44.Subsection (4)(b) provides that P is to be taken, for the purposes of subsection (3), to begin to carry on a business on another person ceasing to carry on such activities if P is a partnership which begins to carry on the business on such activities ceasing to be carried on –
by a person or persons otherwise than in partnership,
by a partnership not consisting only of all the persons constituting P, or
partly as mentioned in sub-paragraph (i) and partly as mentioned in sub-paragraph (ii).
Example
Alan, Ben, Charles and David are partners in an accountancy firm. Ben wishes to retire. The firm is expanding, and the remaining partners decide to admit 2 new partners, Ellen and Frances. The partnership also buys the business of another accountant, George, who also wishes to retire. The new business carried on in partnership by Alan, Charles, David, Ellen and Frances is not a new business. The activities of the business were previously carried on by a combination of (1) a partnership of different constitution than the current partnership (being the one carried on by Alan, Ben, Charles and David), and (2) a person otherwise than in partnership (the business carried on by George).
45.Subsection (5) provides that P will not be starting a new business if (a) before beginning to carry on a business, P enters into arrangements under which P may at any time during the relevant period carry on as part of the business activities carried on by another person, and (b) the business would have been prevented by subsection (2)(b) from being a new business if P had been undertaking the activities at the time he started his business, and the other person at that time had ceased to carry them on.
46.The intended effect of this provision is that a person will be prevented from enjoying a holiday if, before beginning to carry on a business, the person enters into arrangements that mean that at some point after the person’s business has started he may undertake activities carried on by another business and, had the person been undertaking those activities at the time the business was started, a holiday would not have been allowed.
Example
A partner in a firm of solicitors handles all the divorce work. He breaks away from the firm and makes an arrangement with the firm that, if his new firm does not prosper, he will be entitled to buy the divorce business of the old firm. His new firm advertises for new divorce work but is only moderately successful. So, he exercises his option to buy the divorce business from the old firm.

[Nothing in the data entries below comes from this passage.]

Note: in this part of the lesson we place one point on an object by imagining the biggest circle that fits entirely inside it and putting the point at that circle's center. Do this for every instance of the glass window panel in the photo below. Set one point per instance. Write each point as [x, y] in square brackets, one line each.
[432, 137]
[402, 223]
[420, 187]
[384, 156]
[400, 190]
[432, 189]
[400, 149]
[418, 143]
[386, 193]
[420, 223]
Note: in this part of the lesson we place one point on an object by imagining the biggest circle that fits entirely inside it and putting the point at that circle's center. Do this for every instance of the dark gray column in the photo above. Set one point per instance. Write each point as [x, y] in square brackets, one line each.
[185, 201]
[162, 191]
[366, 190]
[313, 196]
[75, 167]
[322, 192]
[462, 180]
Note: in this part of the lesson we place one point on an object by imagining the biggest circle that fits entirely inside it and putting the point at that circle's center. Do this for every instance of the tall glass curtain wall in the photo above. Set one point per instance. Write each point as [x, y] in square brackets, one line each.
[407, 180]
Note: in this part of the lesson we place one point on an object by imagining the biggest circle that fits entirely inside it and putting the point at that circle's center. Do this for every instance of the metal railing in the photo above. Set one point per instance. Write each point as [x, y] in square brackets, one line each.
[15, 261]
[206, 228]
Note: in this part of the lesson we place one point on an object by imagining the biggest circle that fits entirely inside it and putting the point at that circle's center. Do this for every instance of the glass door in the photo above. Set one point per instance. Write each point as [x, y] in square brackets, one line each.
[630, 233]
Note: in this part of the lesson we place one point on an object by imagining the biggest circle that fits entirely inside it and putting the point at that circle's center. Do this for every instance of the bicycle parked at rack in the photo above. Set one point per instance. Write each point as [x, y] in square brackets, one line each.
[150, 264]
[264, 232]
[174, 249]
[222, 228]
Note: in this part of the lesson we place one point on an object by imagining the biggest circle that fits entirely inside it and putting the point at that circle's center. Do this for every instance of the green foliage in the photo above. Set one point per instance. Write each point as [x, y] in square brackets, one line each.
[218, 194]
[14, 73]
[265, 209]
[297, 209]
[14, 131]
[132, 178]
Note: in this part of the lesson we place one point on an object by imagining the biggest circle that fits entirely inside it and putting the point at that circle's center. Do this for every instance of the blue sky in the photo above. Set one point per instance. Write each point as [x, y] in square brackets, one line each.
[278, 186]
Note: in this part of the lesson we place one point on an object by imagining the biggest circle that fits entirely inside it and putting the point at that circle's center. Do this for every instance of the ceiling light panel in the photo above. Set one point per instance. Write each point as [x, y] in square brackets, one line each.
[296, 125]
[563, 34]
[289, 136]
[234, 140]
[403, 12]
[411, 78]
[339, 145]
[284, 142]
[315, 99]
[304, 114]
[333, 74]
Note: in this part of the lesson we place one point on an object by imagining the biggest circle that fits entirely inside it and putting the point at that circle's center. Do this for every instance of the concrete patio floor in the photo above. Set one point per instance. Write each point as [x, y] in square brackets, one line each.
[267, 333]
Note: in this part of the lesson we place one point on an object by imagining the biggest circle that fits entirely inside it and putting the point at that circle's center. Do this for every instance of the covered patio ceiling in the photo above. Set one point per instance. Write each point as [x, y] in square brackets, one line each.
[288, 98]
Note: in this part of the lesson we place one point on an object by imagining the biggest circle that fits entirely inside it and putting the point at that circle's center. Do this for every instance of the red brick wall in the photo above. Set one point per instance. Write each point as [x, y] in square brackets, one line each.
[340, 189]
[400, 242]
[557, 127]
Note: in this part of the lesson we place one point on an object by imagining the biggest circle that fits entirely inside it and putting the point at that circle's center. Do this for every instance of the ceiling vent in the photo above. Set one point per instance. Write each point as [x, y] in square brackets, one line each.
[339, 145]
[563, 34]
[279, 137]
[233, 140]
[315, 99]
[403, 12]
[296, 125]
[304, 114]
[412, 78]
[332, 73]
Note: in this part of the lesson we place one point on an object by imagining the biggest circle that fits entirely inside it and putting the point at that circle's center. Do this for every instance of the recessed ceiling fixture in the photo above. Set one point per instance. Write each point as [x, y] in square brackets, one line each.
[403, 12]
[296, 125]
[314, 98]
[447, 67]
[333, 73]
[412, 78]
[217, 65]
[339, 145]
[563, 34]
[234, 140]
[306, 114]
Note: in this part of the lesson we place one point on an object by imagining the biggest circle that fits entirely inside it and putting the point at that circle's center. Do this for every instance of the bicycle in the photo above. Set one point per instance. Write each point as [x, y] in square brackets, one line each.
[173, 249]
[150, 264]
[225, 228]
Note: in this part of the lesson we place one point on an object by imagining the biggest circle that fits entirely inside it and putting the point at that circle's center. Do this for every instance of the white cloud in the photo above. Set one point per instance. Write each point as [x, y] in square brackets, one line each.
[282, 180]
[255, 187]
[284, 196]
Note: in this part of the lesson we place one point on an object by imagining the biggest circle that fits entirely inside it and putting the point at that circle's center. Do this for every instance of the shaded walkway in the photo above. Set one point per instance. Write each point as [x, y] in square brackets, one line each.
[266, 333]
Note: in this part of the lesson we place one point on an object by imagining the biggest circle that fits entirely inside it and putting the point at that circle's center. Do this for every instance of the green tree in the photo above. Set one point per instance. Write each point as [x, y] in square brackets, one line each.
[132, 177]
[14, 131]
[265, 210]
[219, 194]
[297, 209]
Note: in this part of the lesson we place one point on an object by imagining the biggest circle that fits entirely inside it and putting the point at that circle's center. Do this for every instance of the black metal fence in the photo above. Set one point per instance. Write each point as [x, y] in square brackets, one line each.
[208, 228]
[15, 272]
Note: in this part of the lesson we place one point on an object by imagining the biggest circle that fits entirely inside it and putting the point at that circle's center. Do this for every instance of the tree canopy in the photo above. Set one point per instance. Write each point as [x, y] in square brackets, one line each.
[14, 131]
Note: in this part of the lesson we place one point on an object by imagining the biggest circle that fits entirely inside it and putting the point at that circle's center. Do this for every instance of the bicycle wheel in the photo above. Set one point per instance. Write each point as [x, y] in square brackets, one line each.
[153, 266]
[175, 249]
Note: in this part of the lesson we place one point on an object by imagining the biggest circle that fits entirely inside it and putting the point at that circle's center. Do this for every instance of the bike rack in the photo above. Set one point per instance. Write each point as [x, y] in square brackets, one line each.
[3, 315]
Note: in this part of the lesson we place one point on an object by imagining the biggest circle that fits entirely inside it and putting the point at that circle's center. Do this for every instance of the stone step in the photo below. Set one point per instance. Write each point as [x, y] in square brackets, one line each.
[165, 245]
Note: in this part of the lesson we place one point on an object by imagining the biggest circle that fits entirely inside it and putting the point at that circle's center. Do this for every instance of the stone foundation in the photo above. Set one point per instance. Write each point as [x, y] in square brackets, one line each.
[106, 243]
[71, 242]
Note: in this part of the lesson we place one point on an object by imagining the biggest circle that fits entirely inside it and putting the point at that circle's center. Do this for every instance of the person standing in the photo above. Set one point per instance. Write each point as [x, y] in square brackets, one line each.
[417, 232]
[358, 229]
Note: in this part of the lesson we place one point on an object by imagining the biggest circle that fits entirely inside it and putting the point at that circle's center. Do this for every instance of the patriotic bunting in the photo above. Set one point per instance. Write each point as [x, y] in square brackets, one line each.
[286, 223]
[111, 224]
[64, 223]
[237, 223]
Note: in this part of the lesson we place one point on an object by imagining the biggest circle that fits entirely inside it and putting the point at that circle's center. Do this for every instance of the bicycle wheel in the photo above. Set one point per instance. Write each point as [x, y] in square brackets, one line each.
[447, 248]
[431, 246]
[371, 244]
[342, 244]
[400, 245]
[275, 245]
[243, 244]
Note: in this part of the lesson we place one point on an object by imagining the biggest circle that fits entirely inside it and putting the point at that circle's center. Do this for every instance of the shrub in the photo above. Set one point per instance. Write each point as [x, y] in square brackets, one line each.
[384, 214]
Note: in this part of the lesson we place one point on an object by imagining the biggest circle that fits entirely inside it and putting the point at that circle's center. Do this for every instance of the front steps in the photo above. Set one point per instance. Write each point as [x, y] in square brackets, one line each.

By virtue of the “arrangements” rule, the partner’s new firm will not count as a “new” business.
47.Subsection (6) defines the meaning of “business” for the purposes of section 5. A business means something which is -
a trade, profession or vocation for the purposes of the Income Tax Acts or the Corporation Tax Acts,
a property business, as defined in section 263(6) of the Income Tax (Trading and Other Income) Act 2005, or
an investment business, which means a business consisting wholly or partly of making investments.
48.A charity which starts to trade will also fall within the definition whether or not it is carrying out trading activities with a view to profit.